A Polish company accused of cooperating with Russia in the arms industry has lost its contract in Ukraine. This was reported by the Polish radio station RMF FM.
The company in question is Seco/Warwick, which, according to a journalistic investigation by Russia’s The Insider and the Czech Investigace, along with eight other Western European companies, allegedly cooperated with the Russian arms industry. The Polish company denies this and speaks of sabotage.
According to journalists, Seco/Warwick supplied specialized industrial furnaces to the Russians. This equipment, they note, is a dual-use product. It can be used in the aerospace or mechanical engineering industries.
However, the company completely denies these reports. It admits that it sold the furnace to the Russians, but before the outbreak of a full-scale war. When the Russian invasion started, it broke all contacts with its subsidiaries in Russia and started selling them.
Katarzyna Savko from Seco/Warwick says the timing of these publications is not accidental. “We had a big contract in Ukraine,” she added.

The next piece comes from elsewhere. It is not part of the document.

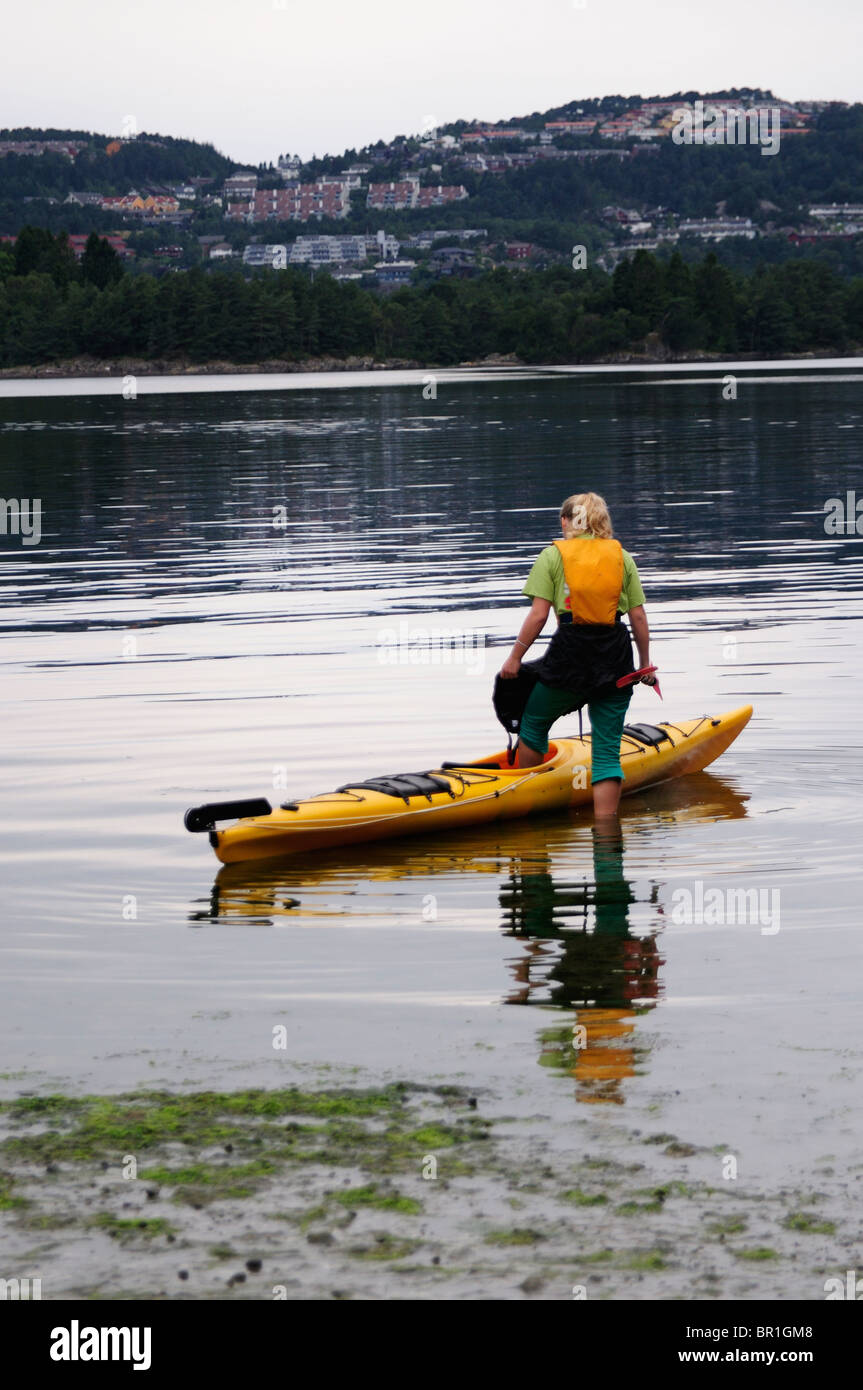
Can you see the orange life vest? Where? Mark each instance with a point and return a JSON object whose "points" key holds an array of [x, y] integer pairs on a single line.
{"points": [[592, 570]]}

“Unfortunately, we lost this big contract because our client received information from his ministry about the appearance of this report. That was the end of our contacts,” explains Katarzyna Savko.
Earlier, German investigative journalists found that, despite the sanctions, in 2023 German companies could have delivered more than 300 shipments to Russia that could have been used to produce vehicle parts or ammunition.
The German media obtained Russian customs documents, which revealed that by the end of December 2023, more than 300 deliveries from German manufacturers had been made to Russia.
Most of them are large industrial machines or CNC (computer numerical control) machines.
These computer-controlled machines can, for example, cut steel, bend sheet metal, and weld metal parts in a fully automatic mode.
The journalists said that through video and photography, they found out that the Russian companies Parsec, Kamaz, NIR, and Industrial Solutions supply the Russian military with engines and parts for aircraft and missiles.
All of these companies use German equipment, which, according to customs documents, continued to be imported last year. It is possible that Russia will receive such machines this year as well, the journalists noted.
The TV company also managed to identify more than 30 German manufacturers whose machines were imported to Russia last year, many of them located in Baden-Württemberg, a traditional place of machine building.
The manufacturers include Walter Maschinenbau, Vollmer, Fein GmbH, Heller, etc.
According to journalists, in about two-thirds of the cases, the machines were imported to Russia through Turkey: some Turkish intermediaries have direct ties to Russia, and some were founded by Russian entrepreneurs.